Studieren : Hochschulen brauchen Diversität: Wir müssen die Vielfalt stärken!
Nur so werden Potenziale freigesetzt. Und neue Einsichten gewonnen, schreibt Peter-André Alt.

Berlin - Die Förderung der Vielfalt an unseren Hochschulen ist neuerdings ein wichtiges Thema. Sie muss Menschen unterschiedlicher Herkunft gelten, also das gesamte Spektrum geschlechtsspezifischer, ethnischer, religiöser und sozialer Hintergründe erfassen. Schon seit längerem spielt die Gewinnung internationaler Studierender für unser akademisches System eine wichtige Rolle; sie wird auch in Zeiten der Corona-Krise, anders als aktuell in den Vereinigten Staaten, vom Staat großzügig unterstützt.
Weniger gut sieht es dagegen bei der Internationalisierung des wissenschaftlichen Personals aus – hier stehen wir im Weltvergleich noch am Anfang.
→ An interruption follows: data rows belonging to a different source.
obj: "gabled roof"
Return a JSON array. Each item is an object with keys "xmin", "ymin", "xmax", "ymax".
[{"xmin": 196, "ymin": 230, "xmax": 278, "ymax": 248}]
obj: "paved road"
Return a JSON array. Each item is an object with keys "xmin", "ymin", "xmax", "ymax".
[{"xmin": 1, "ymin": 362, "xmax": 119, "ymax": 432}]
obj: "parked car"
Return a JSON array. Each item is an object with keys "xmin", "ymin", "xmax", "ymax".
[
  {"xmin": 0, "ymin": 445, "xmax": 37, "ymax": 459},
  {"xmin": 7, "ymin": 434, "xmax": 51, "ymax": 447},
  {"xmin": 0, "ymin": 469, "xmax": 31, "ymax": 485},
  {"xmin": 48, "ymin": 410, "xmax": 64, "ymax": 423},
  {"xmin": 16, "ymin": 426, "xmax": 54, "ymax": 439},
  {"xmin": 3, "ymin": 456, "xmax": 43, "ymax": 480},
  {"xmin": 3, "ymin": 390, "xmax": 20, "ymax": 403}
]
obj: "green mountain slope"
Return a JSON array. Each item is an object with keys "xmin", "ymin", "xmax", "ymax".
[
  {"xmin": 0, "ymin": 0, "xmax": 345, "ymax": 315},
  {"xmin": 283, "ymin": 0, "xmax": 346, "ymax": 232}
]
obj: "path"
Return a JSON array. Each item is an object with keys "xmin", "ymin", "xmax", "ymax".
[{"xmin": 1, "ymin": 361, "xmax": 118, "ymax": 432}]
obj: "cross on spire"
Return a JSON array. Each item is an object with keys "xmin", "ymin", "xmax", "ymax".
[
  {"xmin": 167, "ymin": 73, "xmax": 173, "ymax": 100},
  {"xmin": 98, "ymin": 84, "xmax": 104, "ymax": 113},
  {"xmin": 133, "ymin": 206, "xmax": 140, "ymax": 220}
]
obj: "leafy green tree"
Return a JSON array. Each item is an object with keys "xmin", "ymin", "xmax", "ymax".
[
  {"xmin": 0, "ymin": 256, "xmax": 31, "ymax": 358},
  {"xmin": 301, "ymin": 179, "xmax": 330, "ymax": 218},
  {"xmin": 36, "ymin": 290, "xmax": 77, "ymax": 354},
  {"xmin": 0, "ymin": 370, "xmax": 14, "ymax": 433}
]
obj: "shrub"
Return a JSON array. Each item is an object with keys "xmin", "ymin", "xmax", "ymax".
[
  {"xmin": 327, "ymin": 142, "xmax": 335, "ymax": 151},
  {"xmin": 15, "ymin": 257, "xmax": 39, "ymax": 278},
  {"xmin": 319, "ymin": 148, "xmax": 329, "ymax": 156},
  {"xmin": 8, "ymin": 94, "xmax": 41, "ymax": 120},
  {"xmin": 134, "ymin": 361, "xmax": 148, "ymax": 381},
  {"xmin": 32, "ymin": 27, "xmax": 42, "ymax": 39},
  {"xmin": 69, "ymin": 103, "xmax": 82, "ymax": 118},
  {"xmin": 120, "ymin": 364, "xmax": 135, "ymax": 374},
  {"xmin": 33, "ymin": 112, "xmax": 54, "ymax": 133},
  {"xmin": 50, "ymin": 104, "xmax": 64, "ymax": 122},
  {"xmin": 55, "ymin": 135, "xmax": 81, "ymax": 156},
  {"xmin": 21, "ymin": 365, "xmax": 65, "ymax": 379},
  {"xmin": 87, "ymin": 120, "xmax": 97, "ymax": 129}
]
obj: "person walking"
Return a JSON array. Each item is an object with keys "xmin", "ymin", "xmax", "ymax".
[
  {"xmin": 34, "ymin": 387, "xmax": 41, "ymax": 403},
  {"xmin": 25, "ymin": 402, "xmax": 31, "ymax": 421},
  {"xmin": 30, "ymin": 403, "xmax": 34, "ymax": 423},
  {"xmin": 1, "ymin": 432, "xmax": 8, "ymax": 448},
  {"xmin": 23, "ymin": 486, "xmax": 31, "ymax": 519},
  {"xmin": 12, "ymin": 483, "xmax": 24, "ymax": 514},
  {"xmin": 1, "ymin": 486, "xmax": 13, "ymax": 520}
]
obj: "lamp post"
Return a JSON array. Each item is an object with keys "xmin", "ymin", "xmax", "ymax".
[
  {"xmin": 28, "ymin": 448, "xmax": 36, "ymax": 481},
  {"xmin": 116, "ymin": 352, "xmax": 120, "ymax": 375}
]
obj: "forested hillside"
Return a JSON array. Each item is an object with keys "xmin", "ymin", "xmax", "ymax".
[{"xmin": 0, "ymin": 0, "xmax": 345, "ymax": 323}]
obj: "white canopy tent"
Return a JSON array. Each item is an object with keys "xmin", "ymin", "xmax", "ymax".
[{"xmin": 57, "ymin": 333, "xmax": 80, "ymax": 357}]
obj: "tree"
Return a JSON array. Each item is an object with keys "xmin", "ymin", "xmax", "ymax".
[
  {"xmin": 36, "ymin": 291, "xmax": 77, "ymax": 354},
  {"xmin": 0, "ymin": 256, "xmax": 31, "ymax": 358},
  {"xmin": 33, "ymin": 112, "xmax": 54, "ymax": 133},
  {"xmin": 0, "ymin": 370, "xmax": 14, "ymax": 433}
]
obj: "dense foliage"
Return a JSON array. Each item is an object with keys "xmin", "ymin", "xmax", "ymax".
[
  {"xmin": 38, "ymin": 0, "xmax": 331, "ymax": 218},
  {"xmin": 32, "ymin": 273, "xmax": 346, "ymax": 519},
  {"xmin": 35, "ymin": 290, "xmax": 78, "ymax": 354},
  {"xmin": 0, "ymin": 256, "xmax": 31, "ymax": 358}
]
Allein die Zahl der Professuren, die von Wissenschaftlerinnen und Wissenschaftlern ohne deutschen Pass besetzt wird, ist verschwindend gering. Sie betrug im Jahr 2018 3415 Personen, das entspricht 7,1 Prozent. Dass hier enorme Möglichkeiten verschenkt werden, bleibt offenkundig. Noch immer gelingt es nur in Ausnahmefällen, Berufungen aus dem Ausland zu realisieren. Unsere Hochschulen sind nationale Institutionen, die zwar weltweit kooperieren, aber im Inneren nicht vielfältig genug sind.
Wer das ändern möchte, sollte Begriffe wie Integration oder Inklusion meiden. Denn bei der Diversität geht es nicht um Hilfen für diejenigen, die womöglich in unserem Land eine Minderheit darstellen, sondern um eine Freisetzung von Potenzialen. Die Vielfalt der Blickwinkel auf Themen, Probleme und Lösungswege bildet ein Element wissenschaftlicher Qualität.
Forschung steigert ihre Erkenntniskraft, wenn sie nicht immer dieselben Wege verfolgt. Denken, das andere Richtungen als die uns vertrauten einschlägt, erschließt neue Einsichten. Diversität ist in diesem Sinne die Produktivkraft einer Hochschule, und wenn wir sie nicht nutzen, dann werden wir im internationalen Wettbewerb bald das Nachsehen haben. Dabei sollte die Frage, wie man diese Erkenntnis in Berufungskommissionen praktisch umsetzt, eher zweitrangig sein. Denn es muss im ureigenen Interesse des höheren Bildungssystems liegen, seine Vielfalt weiterzuentwickeln.
Die Diversität der Hochschule birgt neben Chancen gewiss auch bisher unbekannte Herausforderungen. Mit der Internationalisierung von Studierenden und Lehrenden nimmt die potenzielle Zahl spannungsträchtiger Meinungskonflikte zu. Krieg und Widerstand, Rebellion und Umsturz, Ausgrenzung, Vertreibung und Migration – das sind in einer divers zusammengesetzten Universität nicht nur Gegenstände der Forschung, sondern Elemente individueller Lebenserfahrung. Mit ihnen wächst die sehr konkrete Sensibilität gegenüber politischen Problemen aller Art in einem geradezu existenziellen Grad persönlicher Betroffenheit. Je mehr Menschen aus aller Welt an einer Hochschule studieren und arbeiten, desto vielfältiger wird auch das Potenzial für Spannungsfelder und Konflikte, aber eben auch für deren wissenschaftliche Bearbeitung.
Unsere Hochschulen sind dazu in der Lage, die hier schlummernden Herausforderungen auf konstruktive Weise zu bestehen. Denn der wissenschaftliche Diskurs ist selbst durch unterschiedlichste Positionen und Methoden gekennzeichnet – Streit gehört zur Wissenschaft. Vor Diversität muss also niemand Angst haben, wenn es um die Hochschulen geht. Vielfalt erfordert keinen Mut, sondern nur die Einsicht, dass wir gewinnen, wenn wir unsere Perspektiven erweitern.
Der Autor ist Präsident der Hochschulrektorenkonferenz.